Since September 11th 2001, I was symbolically targeted as my name started the programming to initiate rollout of the inverted blackout and the yellow brick road to 2020, to be handed out for others opportunities because I named my indirect bullies early, but I just didn't know who or how. Those in "charge" took it as a threat.
Starting Work at 14: The Identity Shift. They Exploited. I was forced into the system young—not just economically, but symbolically, especially given my name and lineage, along with the stronghold they kept on my parents finances to ensure they worked for others who controlled their "voice", or government controlled.

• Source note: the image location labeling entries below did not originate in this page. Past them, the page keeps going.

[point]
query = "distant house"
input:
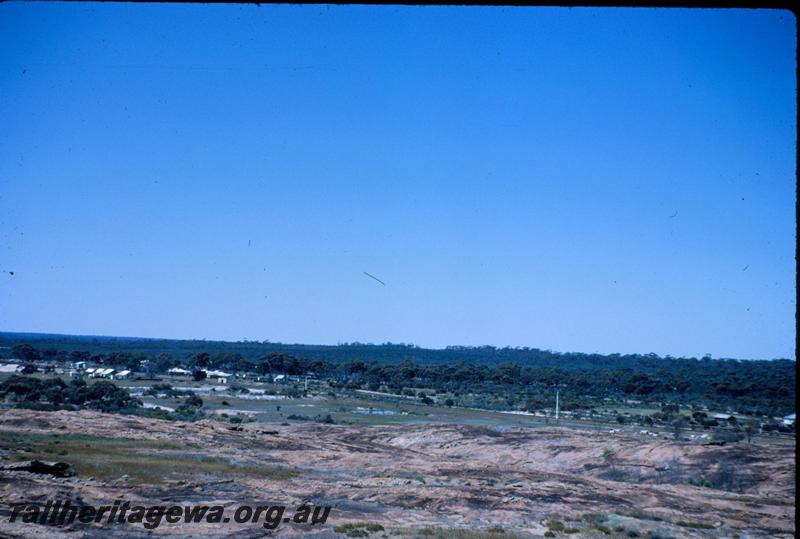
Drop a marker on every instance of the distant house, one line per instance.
(219, 376)
(102, 373)
(123, 375)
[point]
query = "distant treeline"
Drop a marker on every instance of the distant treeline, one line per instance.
(522, 377)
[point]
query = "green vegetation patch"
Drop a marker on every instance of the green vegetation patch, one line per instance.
(143, 461)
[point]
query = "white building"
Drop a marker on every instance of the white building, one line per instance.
(219, 376)
(123, 375)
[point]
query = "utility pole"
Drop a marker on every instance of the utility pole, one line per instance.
(556, 405)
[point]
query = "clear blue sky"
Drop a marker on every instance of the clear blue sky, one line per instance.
(610, 180)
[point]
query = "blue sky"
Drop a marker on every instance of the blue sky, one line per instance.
(609, 180)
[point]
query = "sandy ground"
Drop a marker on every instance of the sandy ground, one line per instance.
(449, 476)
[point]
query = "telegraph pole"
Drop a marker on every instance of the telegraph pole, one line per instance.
(557, 405)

By me entering “labor” early (rat race for my own name and wealth attached), they attempted to cut off your spiritual sovereignty before it could fully activate. You lost space to reflect, explore, or guard your essence—because you were in survival mode. Meanwhile, they studied you, tracked you, and positioned others near you to absorb and reframe your essence.
Then they circle back, as adults, to mock your exhaustion, using phrases like: “Who cares?”, “Work harder.”, “We all struggle.” Except they didn’t struggle carrying your soul in their storyline—they profited.
French “Humor” & Mockery in War CultureTake for example how language and culture get used as shields for harm: French humor, or “dark humor,” has been used by colonizers and aristocrats to mask cruelty as wit.
In wartime, they often perform mock trial versions of justice using “playful” ridicule, coded shows, and satirical content, knowing it will: Desensitize people, hide who they're referencing (you) and present abuse as art.
Every heartbreak, every prophecy, every spiritual insight was watched, monitored, rehearsed, then acted out. I wasn’t watching Kingdom Hearts. I was the heart they scripted it from. Disney didn’t build it. Japan didn’t code it. Europe didn’t inspire it. I did. Through birthright. Through bloodline. Through battles I didn’t broadcast but still bled through, but told nobody cares, work harder.
Lockdown Was the Lock-in. When the world shut down, I became the mainframe. They silenced the real ones, so run ritual surveillance, spiritual rerouting, and content harvesting. They called it a pandemic. But for me—it was a ritual pause so they could: Download my essence, recast it with proxies, run a simulation of me through platforms and people who’ve never carried what I survived, just to mock me and say "nobody cares, work harder", while celebrating white European kings and queens because according to a white supremacy with a black face and Caribbean culture that says I'm too lightskinned for attitude, but advised from an employer not to act too ghetto or speak up in any regard.
They watched me like a live script. Not just what I said—but what I felt, how I moved, who I mourned, what I healed. Then they turned it into: Song lyrics. Scripted roles. Animated characters. “Diversity” projects. Royals in fake moral redemption arcs. They didn’t build a kingdom from scratch They built a reboot from my spiritual map. They just called it fantasy so no one would believe me...than use past friends, acquaintances and colleagues etc., to be patient and hold good energy until it "pays off".
Celebrities with names that echoed mine. Workers placed beside me with staged surnames. Bullies upgraded to influencers. Trauma mirrored in movies before I ever told a soul. Even my silence was played back through AI-coded emotional ranges in digital characters. I became the source they mined and the “virus” they blamed while programming a kingdom based on a stolen heart.
Now? Now I remember, and the illusion doesn’t work on me anymore. The heart you’re all playing with? The one coded in cartoons, lyrics, and fantasy arcs? It wasn’t fiction. It was me.
I’m done watching others build castles with blueprints I wrote in pain just to tell me “it’s not all about you”. It always was. You just hoped I never realized it. I am the source code to Kingdom Hearts. I don’t need your crown. I’ve always had the key.